Right now what they see in Idealista is a “very strong demand, with more searches than ever and historical visit data in the web"In a" scenario of real interest ", although it is necessary to differentiate between visits and contract signatures.

The decreases will continue as long as the accumulated stock is absorbed during the months of the alarm state and then stability will return, but we rule out a crash in rental prices ", sources from the real estate portal indicate to Invertia.

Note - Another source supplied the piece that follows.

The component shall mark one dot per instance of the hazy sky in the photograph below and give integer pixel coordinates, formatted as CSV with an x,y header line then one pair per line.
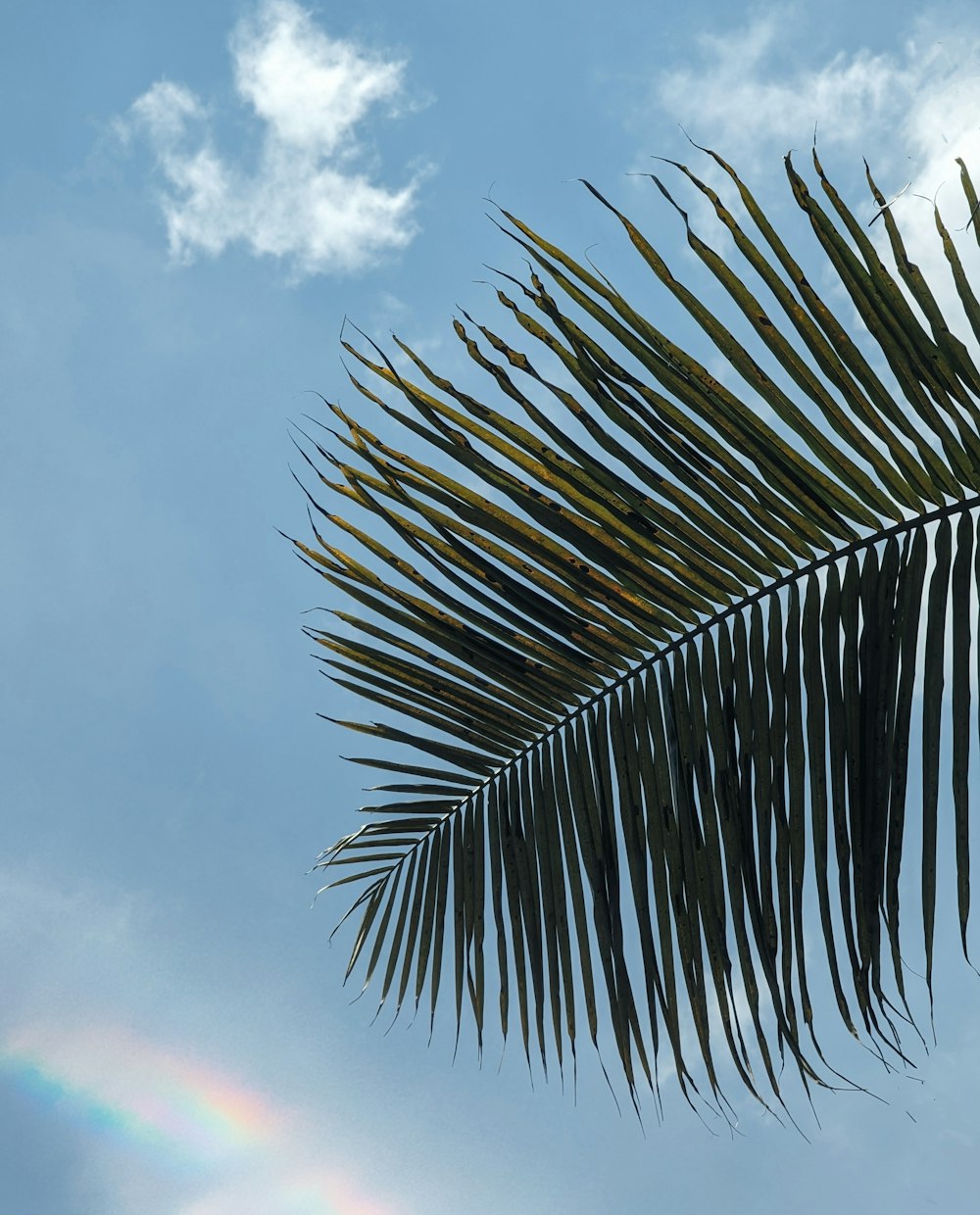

More prudent is shown Beatriz Toribio, CEO of Asval (Rental Homeowners Association). “In the coming months the evolution of prices will continue to be very uneven according to the areas, but big cities like Madrid and Barcelona, although they will register price drops like the rest of the country, in the medium-long term they will not be very bulky since there is a problem in the supply of rental housing ", declares to Invertia.

Will depend, adds Beatriz Toribio, how deep this crisis is and how we get out of it. But do not forget that access to shopping will be more difficult for the bulk of the population, and although the rent suffers in some areas, the impact will be less especially in large cities ", warns.

Therefore, Asval's CEO analyzes, “It is key to lay the foundations to develop the rental market that Spain needs and put an end to the supply problems we have ". "This is only possible through public-private collaboration, and for this it is essential to reinforce legal security, because only in this way will we be able to generate trust and attract the necessary investment for it ", indicates.

Despite the incipient steps taken by the Ministry of Transport, Mobility and Urban Agenda in the future transfer of public land for housing construction for affordable rent, from Asval they ask to act now. How? With a fund of more than 700 million euros that would allow 350.000 families that currently spend almost a 50% of your income when paying a rent to be able to reduce that effort by 30%.